I used to bemoan the fact that French schools didn’t put the same emphasis on art as English ones. In some ways I am right and others wrong. Art is a very small part of the school curriculum but that doesn’t mean that there isn’t a means for artistic expression. There are some very talented artists beavering away all over France to bring art to school children.
I have to take my hat off to the extraordinary talent of Madame Corruble, an active parent at our kid’s school, St Dominique in Rouen. Last year my son in 3ième had the great fortune to study KT (religeous studies) under her and they spent the time making the most amazing Crèche de Noel as seen above. I never believed it could be improved upon. But this year they have done….
My mobile camera really doesn’t do it justice – but this is the creation of the historic buildings of the Vieux Marché. What you don’t see in this photo is how the students have coloured all the windows as stained glass. The effect is amazing.
In the centre, the oldest auberge in France, now in minature.
Not to be outdone, we parents decided to get creative and make ‘couronnes’ (crowns) of foliage for gates and doorways, to sell at the school Marché de Noel.
I had great satisfaction in making all the French mamans say ‘wreath’ – a tongue twisting impossibility for them to match my recent failure to pronounce ‘canalisation, a word that i’ve needed to use a lot thanks to the leak in my smelly toilet and my landlord’s misguidedly hopeful request that my assurer pays up!
Mais NON, monsieur!
Anyway – along with all the good humoured banter we managed to make a good dozen or so, all for sale at the Marché. I nearly managed to pinch my friend’s much coveted bit of ribbon for my wreath, but she caught me just as I was attempting to attach it!
At 3, we were invited into school to hear the 6ièmes singing a rendition of Spanish and English carols, and to eat all the lovely ‘gouters’ we parents spent half the night before baking.

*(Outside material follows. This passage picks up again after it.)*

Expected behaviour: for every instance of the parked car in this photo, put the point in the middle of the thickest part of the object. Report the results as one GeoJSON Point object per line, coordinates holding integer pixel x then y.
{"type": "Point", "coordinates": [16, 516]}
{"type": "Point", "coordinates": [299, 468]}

Of course nothing so simple as giving me some English recipes to bake, I was dealt a handful of Spanish delicacies, for which I was missing half the ingredients at approximately 8pm! Apparently most of the French mamans were in the same boat, as on the table for the sing-a-long were about ten versions of the same recipes, the more complex ones having been discarded.
We discovered where all the missing reindeer had gone!
One little girl piped up “My mum made the christmas pudding because my dad doesn’t like English people”, and whilst the staff busied themselves trying to restore what they imagined irrevocably damaged ango-french relations, I was laughing uproariously in the corner.
Carols over, we made our way to the Marché de Noel….
…..where the children were blowing all our hard-earned pennies. Mine were delighted at the vast quantities of sweets on offer, but forgot the point was to buy ‘maman’ a christmas present. Sigh!
Did you spot the lavender fish in the basket at the back? My youngest tells me he was all ready to buy one for me before the lure of the sweet table became too strong. He knew it was the kind of thing I liked, he said. But that could be because he saw me sewing them all over the last few weeks!
After school I am able to go and collect my christmas tree from the school garden, as the school buy in bulk and the proceeds go towards residential school trips for the kids who can’t normally afford to go.
If you spot a bedraggled woman (it’s raining ‘comme un chien’ today) dragging her tree through the centre of Rouen, that will be me!
And if you see three boys dragging bags of sweets, christmas hats and sparkly decorations, ring me quickly so that I get time to bar the door until the sugar ‘rush’ is over!